Both algorithms use a discretization of the observed state $S$ and represent the state-action value function $Q$ in tabular form as a multi-dimensional matrix, indexed by the leader actions and states. The state $S$ is defined as a vector that contains a discretized form of the population fraction of follower agents at each location $v\in\mathcal{V}$ and the location $\ell_{1}(k)\in\mathcal{V}$ of the leader agent. The leader’s spatial state $\ell_{1}(k)$ must be taken into account because the leader’s possible actions depend on its current location on the graph. Since the population fractions of follower agents are continuous values, we convert them into discrete integer quantities serving as a discrete function approximation of the continuous fraction populations. Instead of defining $F_{v}$ as the integer count of followers at location $v$ , which could be very large, we reduce the dimensionality of the state space by discretizing the follower population fractions into $D$ intervals and scaling them up to integers between 1 and $D$ :

\begin{array}[]{l}F_{v}=\text{round}\left(\frac{D}{N}\sum_{i=1}^{N}\chi_{v}(X_{i}(0))\right),\\ \text{where}\leavevmode\nobreak\ \leavevmode\nobreak\ F_{v}\in[1,\ldots,D],\leavevmode\nobreak\ \leavevmode\nobreak\ v\in\mathcal{V}.\end{array}

(10)

For example, suppose $D=10$ . Then a follower population fraction of 0.24 at location $v$ would have a corresponding state value $S_{v}=2$ . Using a larger value of $D$ provides a finer classification of agent populations, but at the cost of increasing the size of the state $S$ . Given these definitions, the state vector $S$ is defined as:

S_{env}=[F_{1},\ldots,F_{M},\ell_{1}]

(11)

The state vector $S_{env}$ contains many states that are inapplicable to the learning process.
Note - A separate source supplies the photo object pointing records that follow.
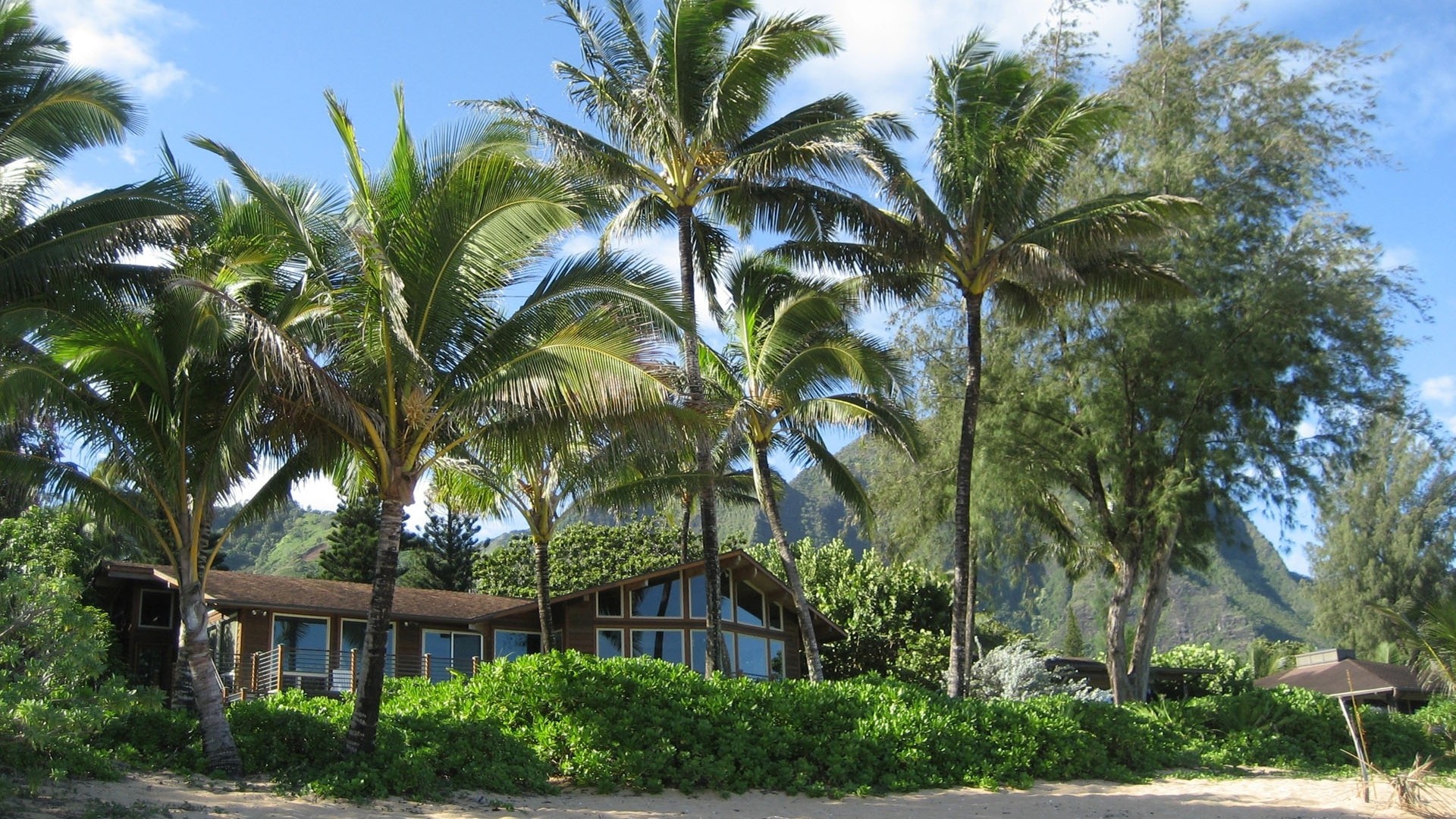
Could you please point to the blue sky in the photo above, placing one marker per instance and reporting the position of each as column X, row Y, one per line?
column 253, row 74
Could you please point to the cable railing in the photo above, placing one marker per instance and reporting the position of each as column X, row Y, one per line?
column 327, row 672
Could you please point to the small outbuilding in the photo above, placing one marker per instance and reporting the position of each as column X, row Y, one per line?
column 1335, row 672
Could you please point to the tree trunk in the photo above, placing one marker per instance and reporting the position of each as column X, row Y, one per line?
column 207, row 689
column 791, row 570
column 364, row 723
column 544, row 595
column 963, row 567
column 1126, row 579
column 685, row 538
column 704, row 445
column 1153, row 601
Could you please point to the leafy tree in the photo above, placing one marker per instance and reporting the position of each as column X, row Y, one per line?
column 1001, row 221
column 1153, row 414
column 447, row 550
column 1386, row 521
column 795, row 366
column 686, row 143
column 52, row 645
column 410, row 356
column 584, row 556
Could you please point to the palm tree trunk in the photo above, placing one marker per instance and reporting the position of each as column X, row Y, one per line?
column 1126, row 577
column 963, row 570
column 207, row 689
column 704, row 447
column 791, row 569
column 1153, row 601
column 364, row 723
column 685, row 538
column 544, row 594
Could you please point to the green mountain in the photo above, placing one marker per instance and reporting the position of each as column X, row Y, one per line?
column 287, row 542
column 1245, row 592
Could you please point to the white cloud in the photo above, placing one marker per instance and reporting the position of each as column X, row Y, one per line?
column 120, row 37
column 1440, row 390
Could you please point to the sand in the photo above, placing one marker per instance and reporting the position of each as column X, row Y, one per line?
column 1260, row 796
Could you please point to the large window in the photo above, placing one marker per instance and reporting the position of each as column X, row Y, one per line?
column 753, row 656
column 305, row 643
column 660, row 598
column 609, row 643
column 698, row 598
column 351, row 639
column 661, row 645
column 750, row 605
column 510, row 645
column 699, row 651
column 452, row 651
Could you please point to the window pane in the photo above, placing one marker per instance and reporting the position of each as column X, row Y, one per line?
column 661, row 645
column 156, row 610
column 305, row 642
column 466, row 651
column 696, row 598
column 609, row 602
column 699, row 651
column 753, row 656
column 658, row 598
column 510, row 645
column 609, row 642
column 750, row 605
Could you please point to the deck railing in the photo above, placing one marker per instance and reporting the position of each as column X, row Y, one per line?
column 322, row 672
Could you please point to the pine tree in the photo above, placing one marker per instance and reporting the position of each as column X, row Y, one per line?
column 1074, row 645
column 447, row 553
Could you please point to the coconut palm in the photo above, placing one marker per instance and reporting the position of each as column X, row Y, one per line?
column 686, row 143
column 416, row 354
column 49, row 111
column 164, row 394
column 996, row 222
column 795, row 368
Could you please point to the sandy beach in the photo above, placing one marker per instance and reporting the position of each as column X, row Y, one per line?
column 1261, row 796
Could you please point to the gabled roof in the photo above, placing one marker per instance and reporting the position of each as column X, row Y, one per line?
column 242, row 591
column 1353, row 678
column 824, row 629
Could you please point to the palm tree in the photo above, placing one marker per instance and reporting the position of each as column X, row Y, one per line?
column 165, row 394
column 797, row 366
column 49, row 111
column 996, row 222
column 416, row 359
column 682, row 104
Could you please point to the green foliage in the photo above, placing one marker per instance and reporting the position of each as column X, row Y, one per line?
column 52, row 648
column 446, row 553
column 582, row 556
column 1232, row 675
column 1388, row 534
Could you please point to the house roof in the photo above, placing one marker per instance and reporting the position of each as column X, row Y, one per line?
column 1353, row 678
column 824, row 629
column 239, row 589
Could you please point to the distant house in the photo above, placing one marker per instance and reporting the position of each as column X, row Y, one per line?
column 271, row 632
column 1335, row 672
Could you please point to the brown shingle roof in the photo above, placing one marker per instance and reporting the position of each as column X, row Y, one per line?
column 239, row 589
column 1351, row 676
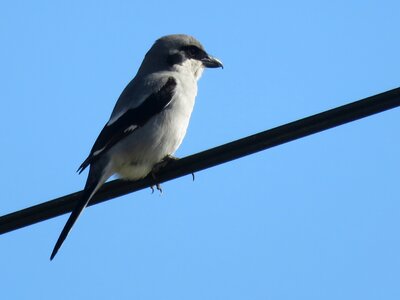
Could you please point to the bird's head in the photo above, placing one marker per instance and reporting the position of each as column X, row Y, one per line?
column 179, row 52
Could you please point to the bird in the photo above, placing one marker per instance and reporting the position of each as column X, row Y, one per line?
column 149, row 120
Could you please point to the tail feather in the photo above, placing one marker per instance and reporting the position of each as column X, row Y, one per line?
column 93, row 183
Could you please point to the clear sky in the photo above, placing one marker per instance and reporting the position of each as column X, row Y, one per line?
column 317, row 218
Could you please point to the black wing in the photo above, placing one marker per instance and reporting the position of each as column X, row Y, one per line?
column 130, row 121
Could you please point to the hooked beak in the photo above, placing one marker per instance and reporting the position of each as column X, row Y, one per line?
column 211, row 62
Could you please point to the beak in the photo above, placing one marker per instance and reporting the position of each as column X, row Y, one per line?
column 211, row 62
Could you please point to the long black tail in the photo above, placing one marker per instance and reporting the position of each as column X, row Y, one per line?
column 80, row 206
column 93, row 183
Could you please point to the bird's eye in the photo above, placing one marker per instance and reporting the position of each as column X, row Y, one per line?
column 192, row 51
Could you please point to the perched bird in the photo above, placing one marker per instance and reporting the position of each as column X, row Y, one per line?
column 149, row 120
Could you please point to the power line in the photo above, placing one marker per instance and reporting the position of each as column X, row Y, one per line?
column 210, row 158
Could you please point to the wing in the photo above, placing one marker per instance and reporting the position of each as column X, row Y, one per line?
column 131, row 120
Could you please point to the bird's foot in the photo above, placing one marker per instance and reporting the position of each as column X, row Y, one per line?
column 165, row 161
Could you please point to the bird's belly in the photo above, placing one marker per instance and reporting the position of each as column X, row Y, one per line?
column 148, row 145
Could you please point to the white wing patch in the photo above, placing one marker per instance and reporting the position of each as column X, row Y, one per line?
column 130, row 128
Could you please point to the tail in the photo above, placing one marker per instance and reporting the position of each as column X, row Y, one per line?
column 93, row 183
For example, the state vector for a $2\times 2$ grid graph with $D=10$ has $10\times 10\times 10\times 10\times 4$ possible variations, but only $10\times 10\times 10\times 4$ are applicable since they satisfy the constraint that the follower population fractions at all vertices must sum up to $1$ (note that the sum $\sum_{v}F_{v}$ may differ slightly from $1$ due to the rounding used in Equation (10).) The new state $S_{env}$ is used as the state $S$ in the state-action value functions (8) and (9).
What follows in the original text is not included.